The best illustration was shifting the blame for getting sick as a result of cigarette smoking from the smoker onto the tobacco companies. Trial lawyers made billions, jurors got to stick it to huge companies and lavish others’ money on the poor dying little guy, health activists got rich and felt great about themselves, government got billions of dollars by doing nothing, and the Democratic Party got rich from the lawyers’ contributions and felt noble crippling big corporations. Just think of the number of people who benefited! Unfortunately, however, the American soul lost, because the tobacco litigation circus started to undermine the notion that we are responsible for our freely chosen behaviors.
That is why I was probably regarded as an eccentric when I told hotel employees that I would take full responsibility for whatever happened to me if the hotel allowed me to stay. It seemed clear to me that Miami was not the target — and never was — of Hurricane Jeanne. And even if it were, I would have felt perfectly safe in this powerful structure. But to the young employees, members of a generation of Americans brought up to believe that the tobacco lawsuits were moral, my notion of taking personal responsibility for my own fate sounded almost bizarre.

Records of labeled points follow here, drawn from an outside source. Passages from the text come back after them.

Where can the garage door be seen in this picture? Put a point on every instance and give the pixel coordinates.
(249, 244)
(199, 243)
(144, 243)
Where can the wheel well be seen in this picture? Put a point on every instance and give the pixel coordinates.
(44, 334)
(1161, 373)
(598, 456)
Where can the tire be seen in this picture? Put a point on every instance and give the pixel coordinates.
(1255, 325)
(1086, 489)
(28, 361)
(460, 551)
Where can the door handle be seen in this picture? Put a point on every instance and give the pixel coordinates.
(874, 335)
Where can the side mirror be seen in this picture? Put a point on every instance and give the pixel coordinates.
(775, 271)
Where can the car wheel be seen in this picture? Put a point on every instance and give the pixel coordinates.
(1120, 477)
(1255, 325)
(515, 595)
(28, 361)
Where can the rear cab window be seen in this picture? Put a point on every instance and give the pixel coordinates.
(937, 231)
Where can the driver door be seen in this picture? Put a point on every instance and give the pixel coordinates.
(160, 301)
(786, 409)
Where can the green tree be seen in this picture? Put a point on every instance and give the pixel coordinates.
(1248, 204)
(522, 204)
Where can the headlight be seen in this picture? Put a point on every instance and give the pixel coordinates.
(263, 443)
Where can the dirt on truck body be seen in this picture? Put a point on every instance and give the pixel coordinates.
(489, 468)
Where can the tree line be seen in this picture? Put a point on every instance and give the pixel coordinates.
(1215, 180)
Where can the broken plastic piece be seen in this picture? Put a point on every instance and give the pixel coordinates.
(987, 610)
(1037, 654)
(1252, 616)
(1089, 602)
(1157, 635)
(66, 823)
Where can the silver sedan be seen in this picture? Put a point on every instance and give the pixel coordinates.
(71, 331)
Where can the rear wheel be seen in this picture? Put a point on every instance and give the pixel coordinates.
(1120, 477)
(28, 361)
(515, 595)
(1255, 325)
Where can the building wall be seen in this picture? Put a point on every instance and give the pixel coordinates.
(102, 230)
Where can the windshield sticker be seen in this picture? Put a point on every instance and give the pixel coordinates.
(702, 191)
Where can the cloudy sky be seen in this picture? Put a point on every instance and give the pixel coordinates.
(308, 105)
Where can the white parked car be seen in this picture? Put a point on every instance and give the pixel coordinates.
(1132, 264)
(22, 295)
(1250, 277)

There is an added unfortunate note to this story. I was in Miami Beach to serve as scholar in residence at a prominent local synagogue for Yom Kippur. Upon arrival at the synagogue Saturday (the holiday began at sunset Friday evening), the 700 or so people were told that the synagogue was closed due to the impending hurricane. Many other synagogues closed in mid-afternoon. Why? Largely because of fear of liability engendered by the local government (that itself was afraid of liability) that declared a “mandatory evacuation.” Why “mandatory”? So that the government could protect itself from lawsuits, though in reality every individual and private institution could choose not to leave. As it happens, Miami Beach was to experience some drizzle. The trial lawyers and government, along with the individuals frightened by them, shut down synagogues on the holiest day of the Jewish year. One small step backward for America, another giant step forward for the profession of the Democratic nominee for vice president of the United States. Just imagine what the profession and its allies will be able to achieve if he wins.
Neither Donald Trump nor the holiest day in the Jewish calendar can withstand such power. The truth is hurricanes are mere sneezes compared to the force of trial lawyers and their allies.